This contemporary drawing by Liu Chong reveals how the dwellings in Chuandixia village are arrayed across the steep slope, enabling villagers to take advantage of the winter sun and summer breezes as well as protect them from the cold winds that blow from the north.
Draped across south-facing hill slopes, Chuandixia village is comprised of several sections at different elevations.
The topography enforces the building of interrelated parts of a single siheyuan on different levels. Connected by steps, the most important building is in back and is higher than the other related structures.

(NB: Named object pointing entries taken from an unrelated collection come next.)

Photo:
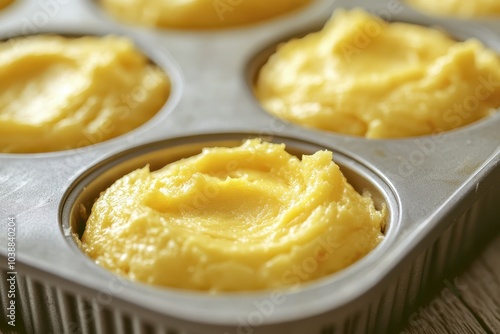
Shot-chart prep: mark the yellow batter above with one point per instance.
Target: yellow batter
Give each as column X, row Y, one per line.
column 233, row 219
column 463, row 8
column 198, row 14
column 5, row 3
column 365, row 77
column 59, row 93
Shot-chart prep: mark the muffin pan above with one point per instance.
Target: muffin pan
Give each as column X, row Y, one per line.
column 441, row 191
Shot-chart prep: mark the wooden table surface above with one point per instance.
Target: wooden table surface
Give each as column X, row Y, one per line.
column 467, row 303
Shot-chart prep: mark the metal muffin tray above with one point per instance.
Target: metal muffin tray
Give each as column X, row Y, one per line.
column 442, row 191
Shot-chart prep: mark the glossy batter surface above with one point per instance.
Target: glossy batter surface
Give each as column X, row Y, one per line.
column 5, row 3
column 365, row 77
column 60, row 93
column 198, row 14
column 463, row 8
column 233, row 219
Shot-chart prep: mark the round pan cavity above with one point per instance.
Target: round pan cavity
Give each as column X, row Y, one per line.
column 126, row 101
column 86, row 189
column 456, row 30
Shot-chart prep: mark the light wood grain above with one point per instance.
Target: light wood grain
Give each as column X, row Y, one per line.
column 469, row 303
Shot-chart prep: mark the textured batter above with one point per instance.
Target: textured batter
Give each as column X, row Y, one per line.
column 233, row 219
column 365, row 77
column 198, row 14
column 5, row 3
column 462, row 8
column 59, row 93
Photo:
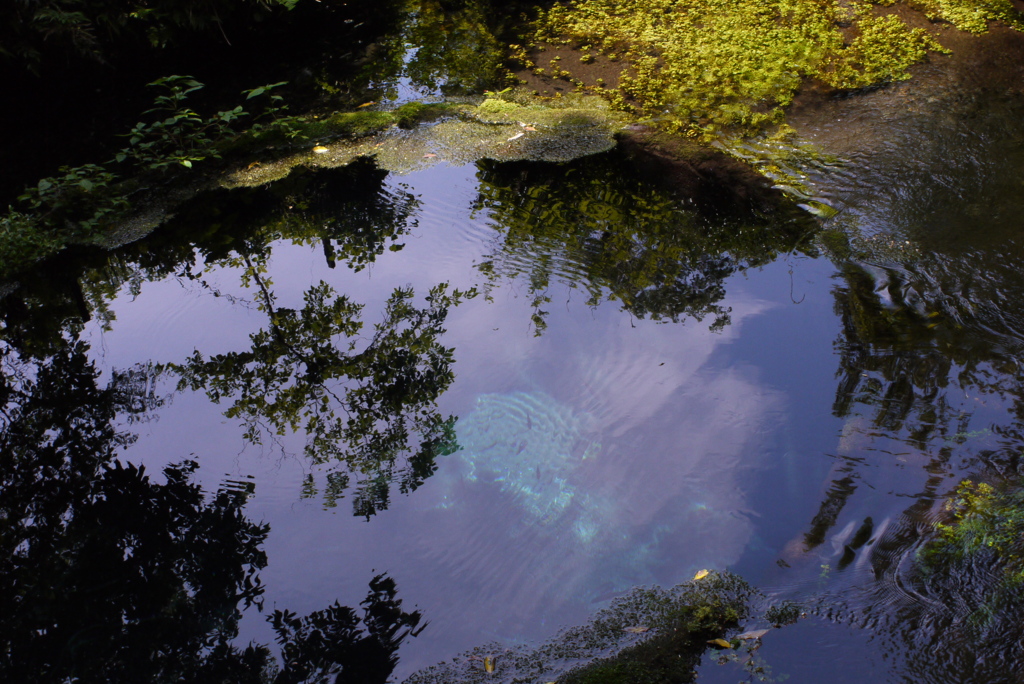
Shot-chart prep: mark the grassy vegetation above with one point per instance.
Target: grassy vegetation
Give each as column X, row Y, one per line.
column 986, row 524
column 705, row 66
column 971, row 15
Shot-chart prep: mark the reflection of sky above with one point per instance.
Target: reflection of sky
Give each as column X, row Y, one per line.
column 715, row 449
column 664, row 497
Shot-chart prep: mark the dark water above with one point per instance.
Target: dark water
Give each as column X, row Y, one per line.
column 622, row 392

Painted on the wall at the entrance to the village, the complicated thirty-one brush-strokes’ character for chuan, meaning “stove,” represents a shorthand form for the name of Chuandixia village. This character was formally changed in 1958 to a simpler three-stroke character meaning “stream.”
Supported by a substantial stone foundation that rises some five meters above the steps below, this small house is connected to others by stone steps and pathways.
A kang or brick bed is usually built just inside the south-facing windows so that those sitting on it in winter benefit from the warmth of the sun’s rays. Additionally, each kang is a radiating surface in that heat from the firebox passes through it on its way to the chimney, in effect then warming the whole room.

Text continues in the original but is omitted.